TuneConfig¶
Hydro args:¶
-
scaling_num
: The number of model width scaling. Hydro supports switch different tuning modesHydro (Scaling+Fusion) | Hydro (Fusion Only) | Ray (Classic HPO)
via setting this value. Specifically,0 = Using Ray Tune (disable both scaling and fusion),
1 = Using Hydro (fusion only, disable scaling),
Any integer > 1 (preferably powers of 2) enables both scaling and fusion.
Default value is 8.
-
fusion_limit
: User defined maximum model fusion number. Only work whenscaling_num
> 0.0 = Disabling fusion (scaling only).
1 = Similar with disabling fusion, but will still replace original model with Hydro modules.
If set to None, Hydro will automatically profile and determine the actual fusion number according to GPU memory capacity.
If set to a positive integer, Hydro will use this value as the fusion limit.

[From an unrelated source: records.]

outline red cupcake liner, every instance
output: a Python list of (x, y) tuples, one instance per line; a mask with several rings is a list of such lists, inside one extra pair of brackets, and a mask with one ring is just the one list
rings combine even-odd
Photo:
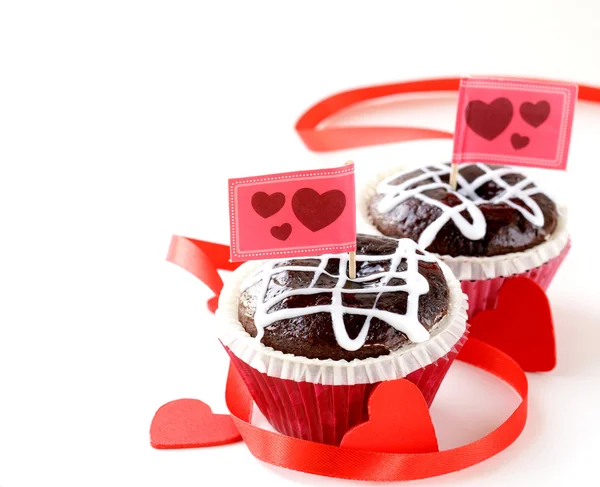
[[(467, 333), (447, 355), (405, 377), (421, 390), (428, 406), (466, 340)], [(368, 419), (369, 395), (379, 382), (322, 385), (279, 379), (259, 372), (225, 349), (258, 409), (284, 435), (339, 445), (350, 428)]]
[(513, 279), (515, 277), (529, 277), (538, 283), (544, 291), (548, 289), (558, 268), (569, 253), (570, 248), (571, 242), (565, 246), (557, 257), (554, 257), (544, 265), (530, 269), (527, 272), (513, 274), (507, 277), (496, 277), (493, 279), (461, 281), (460, 286), (463, 292), (469, 297), (469, 309), (467, 310), (469, 319), (473, 318), (473, 316), (480, 311), (496, 308), (500, 288), (508, 279)]

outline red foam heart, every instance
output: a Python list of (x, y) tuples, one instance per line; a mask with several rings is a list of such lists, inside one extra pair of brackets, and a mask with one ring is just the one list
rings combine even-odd
[(198, 399), (177, 399), (161, 406), (150, 425), (150, 444), (158, 449), (198, 448), (241, 441), (228, 414), (213, 414)]
[(470, 333), (510, 355), (527, 372), (547, 372), (556, 366), (550, 303), (544, 290), (527, 277), (507, 280), (497, 308), (477, 313)]
[(438, 451), (421, 391), (405, 379), (379, 384), (369, 398), (369, 420), (348, 431), (342, 448), (383, 453)]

If set to a dict, Hydro will use this dict as the fusion for different batch size.
Default is None.
If you want to tune batch_size
hyperparameter
Please do name it as batch_size
, other names (like bs, bsz, etc.) will not be recognized by Hydro.
-
eager_transfer
: The ratio of maximum trials (num_samples
) to start a target model trial. Must in (0, 1].1 = Disabling eager transfer.
Default value is 0.5.
-
trial_compile
: Whether to enable torch.compile() to further accelerate model training throughput. If enabled, Hydro does not support model checkpointing and multi-fidelity tuning algorithms. Default is False.
Source Code:¶
@dataclass
class TuneConfig:
"""Tune specific configs.
Args:
======================================================================
Hydro args:
scaling_num: The number of model width scaling. Hydro supports switch
different tuning modes ``Hydro (Scaling+Fusion) | Hydro (Fusion Only)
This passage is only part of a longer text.